Probleme mit dem PCR-Test

Bei COVID spielt die ärztliche Diagnose erstmals praktisch keine Rolle mehr. Unabhängig davon, wie es einem Patienten geht, welche Symptome er zeigt und ob er überhaupt welche hat, entscheidet heute allein ein Labortest darüber, ob man als krank gilt oder nicht.

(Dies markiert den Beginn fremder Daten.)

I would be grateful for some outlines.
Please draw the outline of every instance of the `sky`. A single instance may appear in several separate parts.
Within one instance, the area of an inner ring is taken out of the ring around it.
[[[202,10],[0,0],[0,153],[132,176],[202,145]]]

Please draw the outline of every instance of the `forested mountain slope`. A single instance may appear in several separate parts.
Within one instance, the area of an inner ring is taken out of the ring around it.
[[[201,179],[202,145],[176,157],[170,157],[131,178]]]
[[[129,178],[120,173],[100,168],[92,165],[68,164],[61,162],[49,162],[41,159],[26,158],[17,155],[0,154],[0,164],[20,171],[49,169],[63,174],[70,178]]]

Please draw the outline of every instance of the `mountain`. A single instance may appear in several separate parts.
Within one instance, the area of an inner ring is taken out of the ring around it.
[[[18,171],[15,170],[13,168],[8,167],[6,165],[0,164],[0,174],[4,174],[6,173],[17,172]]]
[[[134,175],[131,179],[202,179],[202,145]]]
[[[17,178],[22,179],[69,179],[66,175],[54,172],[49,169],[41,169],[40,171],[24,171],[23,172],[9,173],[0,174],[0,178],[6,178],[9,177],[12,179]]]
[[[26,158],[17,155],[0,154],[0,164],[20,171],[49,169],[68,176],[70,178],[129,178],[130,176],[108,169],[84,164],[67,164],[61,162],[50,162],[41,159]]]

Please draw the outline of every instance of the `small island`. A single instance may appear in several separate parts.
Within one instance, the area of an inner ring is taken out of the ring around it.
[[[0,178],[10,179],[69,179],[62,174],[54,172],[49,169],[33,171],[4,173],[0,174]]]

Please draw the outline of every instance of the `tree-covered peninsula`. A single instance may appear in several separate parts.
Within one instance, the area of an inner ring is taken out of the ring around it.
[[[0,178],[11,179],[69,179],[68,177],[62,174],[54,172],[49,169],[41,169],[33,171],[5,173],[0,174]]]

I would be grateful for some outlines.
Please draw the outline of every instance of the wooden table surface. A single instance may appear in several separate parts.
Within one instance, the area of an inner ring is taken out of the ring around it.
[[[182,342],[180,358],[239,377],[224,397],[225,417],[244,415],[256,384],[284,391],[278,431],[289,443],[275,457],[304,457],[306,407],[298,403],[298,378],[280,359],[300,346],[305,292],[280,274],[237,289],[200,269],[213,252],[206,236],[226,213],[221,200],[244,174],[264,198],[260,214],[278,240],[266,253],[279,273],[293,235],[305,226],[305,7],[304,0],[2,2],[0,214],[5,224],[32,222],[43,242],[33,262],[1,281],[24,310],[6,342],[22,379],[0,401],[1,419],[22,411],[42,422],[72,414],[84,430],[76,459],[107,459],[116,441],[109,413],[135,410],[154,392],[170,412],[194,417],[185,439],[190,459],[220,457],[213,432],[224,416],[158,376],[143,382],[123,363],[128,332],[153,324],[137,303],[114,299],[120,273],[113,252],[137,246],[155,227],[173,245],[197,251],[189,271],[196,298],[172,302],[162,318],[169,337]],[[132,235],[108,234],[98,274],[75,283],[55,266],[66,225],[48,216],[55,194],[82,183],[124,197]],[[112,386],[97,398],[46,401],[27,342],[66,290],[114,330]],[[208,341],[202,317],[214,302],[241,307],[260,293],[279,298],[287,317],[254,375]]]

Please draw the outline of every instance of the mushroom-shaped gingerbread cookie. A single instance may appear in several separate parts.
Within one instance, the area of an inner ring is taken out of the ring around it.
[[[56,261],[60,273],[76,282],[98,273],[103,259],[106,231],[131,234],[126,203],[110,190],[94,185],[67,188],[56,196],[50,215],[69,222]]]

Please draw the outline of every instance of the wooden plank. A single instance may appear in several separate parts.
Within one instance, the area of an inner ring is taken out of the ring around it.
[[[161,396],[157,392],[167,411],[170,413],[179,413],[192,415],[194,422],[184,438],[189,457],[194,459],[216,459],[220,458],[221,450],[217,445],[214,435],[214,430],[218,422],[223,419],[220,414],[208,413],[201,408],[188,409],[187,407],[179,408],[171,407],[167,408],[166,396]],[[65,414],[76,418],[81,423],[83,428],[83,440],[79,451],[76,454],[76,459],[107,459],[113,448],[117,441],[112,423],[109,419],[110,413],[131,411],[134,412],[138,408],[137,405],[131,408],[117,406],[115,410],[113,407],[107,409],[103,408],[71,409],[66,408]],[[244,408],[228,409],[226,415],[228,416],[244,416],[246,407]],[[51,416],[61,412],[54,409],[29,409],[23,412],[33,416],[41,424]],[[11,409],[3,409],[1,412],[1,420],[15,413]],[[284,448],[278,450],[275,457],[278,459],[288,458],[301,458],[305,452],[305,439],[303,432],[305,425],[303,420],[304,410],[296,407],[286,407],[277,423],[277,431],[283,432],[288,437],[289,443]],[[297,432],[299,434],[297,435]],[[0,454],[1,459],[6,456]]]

Maßgeblich beteiligt an der Etablierung des PCR-Tests als Standard der COVID-Diagnose war ein Papier, das von Wissenschaftlern der Berliner Charité unter der Federführung von Victor Corman und Christian Drosten (beide auch Editoren in diesem Journal) im Januar 2020 im Journal „Eurosurveillance“ veröffentlicht wurde. Ungewöhnlich daran war, dass dieses Papier innerhalb eines Tages eingereicht, begutachtet und veröffentlicht wurde, ein Prozess, der im Mittel mindestens 6 Monate und mehrere Revisionen in Anspruch nimmt. Der Zeitdruck konnte so groß nicht gewesen sein, denn die WHO erklärte dieses chinesische Virus erst mehr als einen Monat später zur Pandemie.

Dies fiel auch 22 Forschern aus Deutschland, Österreich, der Schweiz, Italien, Norwegen, England, den USA und Japan auf, die das Papier genauer durcharbeiteten und daraufhin 10 inhaltliche Schwachstellen fanden, aufgrund derer sie das Journal schriftlich dazu aufforderten, diesen Artikel zurückzuziehen. Hauptsächlich ging es dabei um das klinische Protokoll des PCR-Tests, z. B. hatten den Autoren offenbar gar keine tatsächlichen Viren vorgelegen, aus denen sie die Gensequenzen hätten isolieren können, sondern diese wurden aus einer chinesischen Datenbank kopiert.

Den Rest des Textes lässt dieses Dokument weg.